14.09.2020

Uzun Zaman Önce: Masumiyeti Kaybediş

Yazarın Film Puanı: 10/7

Eylül ayıyla sancılı bir şekilde olsa da başlayan sinema sezonunda yabancı filmlerin yanı sıra yerli filmleri de izleme şansı bulmaya başladık. Geçtiğimiz sene festivallerde izleyiciyle buluşan ve ödül alan filmler, Eylül ayından itibaren seyirciyle buluşmaya başladı ve önümüzdeki aylarda da buluşmaya devam edecek. Bu haftanın vizyonunda kendine yer bulan film ise yönetmenliğini ilk uzun metrajına imza atan Cihan Sağlam’ın yaptığı Uzun Zaman Önce.
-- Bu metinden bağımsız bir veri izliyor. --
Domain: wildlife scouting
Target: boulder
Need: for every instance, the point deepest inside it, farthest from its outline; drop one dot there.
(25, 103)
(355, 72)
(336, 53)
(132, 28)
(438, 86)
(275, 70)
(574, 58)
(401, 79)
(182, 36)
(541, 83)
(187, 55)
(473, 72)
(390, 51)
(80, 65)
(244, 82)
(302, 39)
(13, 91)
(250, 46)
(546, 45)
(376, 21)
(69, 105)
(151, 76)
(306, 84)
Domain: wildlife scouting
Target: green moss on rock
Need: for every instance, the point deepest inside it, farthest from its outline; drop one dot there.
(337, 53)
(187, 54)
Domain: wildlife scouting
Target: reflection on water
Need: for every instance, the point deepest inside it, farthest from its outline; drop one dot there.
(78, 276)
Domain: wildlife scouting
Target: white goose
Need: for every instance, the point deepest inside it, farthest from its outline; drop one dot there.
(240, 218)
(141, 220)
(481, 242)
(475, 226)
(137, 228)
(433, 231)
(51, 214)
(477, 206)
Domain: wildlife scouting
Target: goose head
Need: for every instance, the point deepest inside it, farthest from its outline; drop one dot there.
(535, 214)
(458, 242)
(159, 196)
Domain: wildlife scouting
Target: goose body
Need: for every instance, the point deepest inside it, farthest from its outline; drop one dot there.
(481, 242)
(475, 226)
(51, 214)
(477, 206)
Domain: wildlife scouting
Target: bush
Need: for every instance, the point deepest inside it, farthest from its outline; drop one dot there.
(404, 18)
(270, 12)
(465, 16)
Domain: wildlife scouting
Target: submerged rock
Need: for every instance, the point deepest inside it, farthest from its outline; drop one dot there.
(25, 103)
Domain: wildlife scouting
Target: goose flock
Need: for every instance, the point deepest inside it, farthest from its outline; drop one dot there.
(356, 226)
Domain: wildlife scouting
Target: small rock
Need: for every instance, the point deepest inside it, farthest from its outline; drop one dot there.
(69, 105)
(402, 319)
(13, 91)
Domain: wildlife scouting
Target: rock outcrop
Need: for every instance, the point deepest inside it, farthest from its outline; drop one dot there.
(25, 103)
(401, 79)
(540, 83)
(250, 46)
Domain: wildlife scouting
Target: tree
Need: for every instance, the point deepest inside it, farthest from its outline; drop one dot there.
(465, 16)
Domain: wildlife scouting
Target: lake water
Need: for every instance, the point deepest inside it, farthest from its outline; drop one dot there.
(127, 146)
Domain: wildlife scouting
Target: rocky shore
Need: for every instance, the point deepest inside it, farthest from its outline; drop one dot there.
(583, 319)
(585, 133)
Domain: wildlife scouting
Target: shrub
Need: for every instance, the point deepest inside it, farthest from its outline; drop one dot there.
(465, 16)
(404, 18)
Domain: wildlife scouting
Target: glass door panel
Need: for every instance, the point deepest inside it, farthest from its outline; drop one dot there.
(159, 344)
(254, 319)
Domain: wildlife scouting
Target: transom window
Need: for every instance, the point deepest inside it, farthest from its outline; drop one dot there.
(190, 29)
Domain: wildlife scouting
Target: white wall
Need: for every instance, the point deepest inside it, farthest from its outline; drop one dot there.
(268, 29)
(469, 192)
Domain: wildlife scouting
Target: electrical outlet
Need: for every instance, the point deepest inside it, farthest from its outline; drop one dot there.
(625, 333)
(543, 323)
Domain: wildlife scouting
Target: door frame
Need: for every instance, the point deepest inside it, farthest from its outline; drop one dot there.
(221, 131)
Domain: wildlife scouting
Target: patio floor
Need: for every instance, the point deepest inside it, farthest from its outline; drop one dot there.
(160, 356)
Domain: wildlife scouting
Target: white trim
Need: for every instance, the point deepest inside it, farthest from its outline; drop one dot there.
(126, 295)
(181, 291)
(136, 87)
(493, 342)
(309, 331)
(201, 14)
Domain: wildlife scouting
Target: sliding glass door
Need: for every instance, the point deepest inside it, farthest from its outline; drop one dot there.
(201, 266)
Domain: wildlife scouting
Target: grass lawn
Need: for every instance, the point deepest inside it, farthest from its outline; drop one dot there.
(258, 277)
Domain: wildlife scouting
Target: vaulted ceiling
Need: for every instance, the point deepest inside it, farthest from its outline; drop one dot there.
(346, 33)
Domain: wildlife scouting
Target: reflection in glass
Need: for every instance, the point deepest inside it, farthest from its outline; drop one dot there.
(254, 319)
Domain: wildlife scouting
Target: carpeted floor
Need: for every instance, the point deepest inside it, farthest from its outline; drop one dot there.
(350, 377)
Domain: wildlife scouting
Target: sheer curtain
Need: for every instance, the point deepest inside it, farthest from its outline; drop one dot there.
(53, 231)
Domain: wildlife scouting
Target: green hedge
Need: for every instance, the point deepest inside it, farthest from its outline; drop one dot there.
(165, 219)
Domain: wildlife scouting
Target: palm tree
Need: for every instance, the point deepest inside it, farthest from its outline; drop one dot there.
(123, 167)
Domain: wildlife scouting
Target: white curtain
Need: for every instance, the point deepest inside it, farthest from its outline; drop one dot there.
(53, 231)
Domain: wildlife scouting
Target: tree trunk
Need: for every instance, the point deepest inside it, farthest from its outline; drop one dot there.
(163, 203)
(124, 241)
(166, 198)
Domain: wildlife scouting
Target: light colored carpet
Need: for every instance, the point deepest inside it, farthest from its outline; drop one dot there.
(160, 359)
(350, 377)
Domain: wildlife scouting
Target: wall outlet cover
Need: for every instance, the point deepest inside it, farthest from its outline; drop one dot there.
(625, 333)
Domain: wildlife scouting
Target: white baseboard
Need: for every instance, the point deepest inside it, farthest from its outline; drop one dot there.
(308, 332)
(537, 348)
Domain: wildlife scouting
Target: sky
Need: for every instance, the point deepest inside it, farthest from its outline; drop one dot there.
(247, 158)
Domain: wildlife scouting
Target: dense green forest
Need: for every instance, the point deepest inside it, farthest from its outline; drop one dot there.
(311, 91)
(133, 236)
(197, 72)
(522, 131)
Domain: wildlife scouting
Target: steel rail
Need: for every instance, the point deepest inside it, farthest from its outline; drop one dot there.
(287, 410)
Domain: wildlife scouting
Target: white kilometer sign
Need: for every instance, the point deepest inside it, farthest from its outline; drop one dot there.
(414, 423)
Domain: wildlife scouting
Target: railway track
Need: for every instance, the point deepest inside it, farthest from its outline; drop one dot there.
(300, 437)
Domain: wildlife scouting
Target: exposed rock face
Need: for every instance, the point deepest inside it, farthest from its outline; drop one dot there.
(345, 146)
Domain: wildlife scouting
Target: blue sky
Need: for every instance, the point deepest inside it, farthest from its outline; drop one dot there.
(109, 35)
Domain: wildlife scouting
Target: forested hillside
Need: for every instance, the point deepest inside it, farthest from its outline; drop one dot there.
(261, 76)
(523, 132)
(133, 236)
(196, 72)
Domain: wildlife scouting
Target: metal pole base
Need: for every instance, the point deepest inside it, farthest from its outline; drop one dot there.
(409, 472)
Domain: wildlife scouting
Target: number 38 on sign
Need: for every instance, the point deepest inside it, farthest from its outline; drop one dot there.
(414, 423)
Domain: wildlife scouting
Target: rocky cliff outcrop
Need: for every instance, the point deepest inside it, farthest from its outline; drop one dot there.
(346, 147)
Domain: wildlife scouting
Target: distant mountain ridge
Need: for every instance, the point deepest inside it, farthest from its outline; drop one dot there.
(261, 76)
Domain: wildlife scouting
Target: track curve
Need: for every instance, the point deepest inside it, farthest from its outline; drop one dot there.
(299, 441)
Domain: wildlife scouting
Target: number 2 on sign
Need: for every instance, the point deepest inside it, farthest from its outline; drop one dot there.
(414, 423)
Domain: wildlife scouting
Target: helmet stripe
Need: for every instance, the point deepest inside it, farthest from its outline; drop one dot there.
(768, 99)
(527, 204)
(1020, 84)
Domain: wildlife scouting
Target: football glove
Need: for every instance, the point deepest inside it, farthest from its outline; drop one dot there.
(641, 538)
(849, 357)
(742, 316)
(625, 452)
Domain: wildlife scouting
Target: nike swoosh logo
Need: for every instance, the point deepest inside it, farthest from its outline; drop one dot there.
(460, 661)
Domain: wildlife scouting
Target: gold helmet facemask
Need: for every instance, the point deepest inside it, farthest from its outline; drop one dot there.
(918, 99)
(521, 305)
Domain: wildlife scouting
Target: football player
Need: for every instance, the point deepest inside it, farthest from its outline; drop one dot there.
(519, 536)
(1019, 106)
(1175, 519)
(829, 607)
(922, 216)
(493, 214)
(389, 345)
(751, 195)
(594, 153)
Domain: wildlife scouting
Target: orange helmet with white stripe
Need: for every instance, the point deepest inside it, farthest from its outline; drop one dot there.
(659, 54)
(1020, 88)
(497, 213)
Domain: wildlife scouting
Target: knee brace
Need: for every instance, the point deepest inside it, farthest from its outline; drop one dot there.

Oyuncu kadrosunda Onur Dikmen, Serdar Orçin, Nihan Okutucu, Reha Özcan, Esra Bezen Bilgin ve Sevinç Erbulak gibi tiyatro kökenli oyuncuların ağırlıkta olduğu film, ülkemizde ilk olarak geçtiğimiz yıl 26. Uluslararası Adana Altın Koza Film Festivali’nde seyirci ile buluşmuş ve burada En İyi Yardımcı Erkek Oyuncu (Serdar Orçin) ödülünü kazanmıştı. Film bunun yanı sıra geçtiğimiz yıl gerçekleştirilen 7. Boğaziçi Film Festivali’nde En İyi Kadın Oyuncu Ödülü (Nihan Okutucu) ödülünü kazanırken kısa süre önce gerçekleştirilen 31. Ankara Uluslararası Film Festivali’nde En İyi İlk Film, En İyi Erkek Oyuncu (Serdar Orçin) ve En İyi Özgün Müzik (Uygur Yiğit) ödüllerinin sahibi olmuştu. Filme daha geniş açıdan bakmadan önce konusunda göz atalım.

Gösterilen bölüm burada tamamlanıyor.